The two advantages are independent and compound:

  1. Persistent harness — eliminates .NET startup and LEAN engine init overhead per evaluation, yielding ~1.8x higher throughput at the container level.
  2. Smart search — the GA converged in 611 evaluations (early-stopped at generation 42) instead of exhaustively evaluating all 679,140 grid points — 1,112x fewer evaluations.

Combined: what takes LEAN CLI's grid search an estimated ~88 hours completes in under 3 minutes.

Architecture

The default configuration uses a standalone incremental genetic algorithm — the same search strategy benchmarked above.
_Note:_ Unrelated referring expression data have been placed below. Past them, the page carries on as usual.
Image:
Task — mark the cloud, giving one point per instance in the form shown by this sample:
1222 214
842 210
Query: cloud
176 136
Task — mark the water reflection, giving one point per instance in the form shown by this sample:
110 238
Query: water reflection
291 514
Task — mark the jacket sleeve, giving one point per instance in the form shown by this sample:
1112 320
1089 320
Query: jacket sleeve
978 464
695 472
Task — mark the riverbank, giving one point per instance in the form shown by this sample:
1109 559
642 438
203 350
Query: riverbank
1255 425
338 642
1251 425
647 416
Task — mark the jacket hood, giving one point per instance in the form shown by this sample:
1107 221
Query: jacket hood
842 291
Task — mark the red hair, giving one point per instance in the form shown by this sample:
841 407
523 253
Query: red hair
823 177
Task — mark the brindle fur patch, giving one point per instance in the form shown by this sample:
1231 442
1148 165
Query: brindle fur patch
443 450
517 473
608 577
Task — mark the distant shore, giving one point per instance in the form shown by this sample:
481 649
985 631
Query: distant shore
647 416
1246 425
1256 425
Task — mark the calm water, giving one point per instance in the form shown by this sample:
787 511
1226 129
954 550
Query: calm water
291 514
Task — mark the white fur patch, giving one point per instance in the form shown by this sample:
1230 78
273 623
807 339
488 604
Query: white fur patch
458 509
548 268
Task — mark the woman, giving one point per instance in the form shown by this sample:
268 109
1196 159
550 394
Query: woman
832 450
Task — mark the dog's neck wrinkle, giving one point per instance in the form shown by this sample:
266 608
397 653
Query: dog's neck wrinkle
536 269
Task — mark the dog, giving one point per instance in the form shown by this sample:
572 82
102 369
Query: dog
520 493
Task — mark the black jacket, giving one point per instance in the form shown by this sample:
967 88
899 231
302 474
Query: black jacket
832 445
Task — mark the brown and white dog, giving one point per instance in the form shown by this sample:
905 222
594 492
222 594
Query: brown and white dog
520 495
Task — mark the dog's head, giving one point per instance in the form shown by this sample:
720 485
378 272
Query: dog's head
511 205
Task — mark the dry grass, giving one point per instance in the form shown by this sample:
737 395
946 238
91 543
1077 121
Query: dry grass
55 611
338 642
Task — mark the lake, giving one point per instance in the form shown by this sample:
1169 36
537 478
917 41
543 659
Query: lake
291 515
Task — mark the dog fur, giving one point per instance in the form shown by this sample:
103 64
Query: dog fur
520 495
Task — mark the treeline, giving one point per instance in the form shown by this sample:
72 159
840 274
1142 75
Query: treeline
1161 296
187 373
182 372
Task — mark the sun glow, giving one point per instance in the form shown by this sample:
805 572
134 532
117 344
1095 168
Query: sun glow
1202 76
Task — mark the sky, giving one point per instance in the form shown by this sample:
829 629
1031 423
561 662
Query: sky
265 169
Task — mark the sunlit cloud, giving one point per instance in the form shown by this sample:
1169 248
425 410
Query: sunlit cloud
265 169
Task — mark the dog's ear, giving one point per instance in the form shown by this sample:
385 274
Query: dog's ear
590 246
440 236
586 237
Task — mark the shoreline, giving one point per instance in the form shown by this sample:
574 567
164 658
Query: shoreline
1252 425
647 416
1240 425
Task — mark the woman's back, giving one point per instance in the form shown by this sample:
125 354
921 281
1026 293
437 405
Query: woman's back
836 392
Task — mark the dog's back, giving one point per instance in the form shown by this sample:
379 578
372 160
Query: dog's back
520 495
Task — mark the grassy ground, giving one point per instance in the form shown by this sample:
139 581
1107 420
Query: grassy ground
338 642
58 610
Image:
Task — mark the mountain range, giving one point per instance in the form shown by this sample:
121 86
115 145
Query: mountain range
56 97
The GA uses tournament selection, worst-replacement, and early stopping, converging on an optimum without exhaustive evaluation.

Additional pipeline stages are available and can be enabled independently via config:

  • Latin Hypercube Sampling (LHS) — space-filling initial exploration
  • Bayesian Optimization (Optuna TPE) — directed search with batch ask/tell
  • Local Grid Search — Chebyshev-distance neighborhood refinement around top candidates

All stages share a common BatchRunner interface and deduplication cache. The GA can also run seeded from prior stages (LHS/Bayesian results injected into the initial population).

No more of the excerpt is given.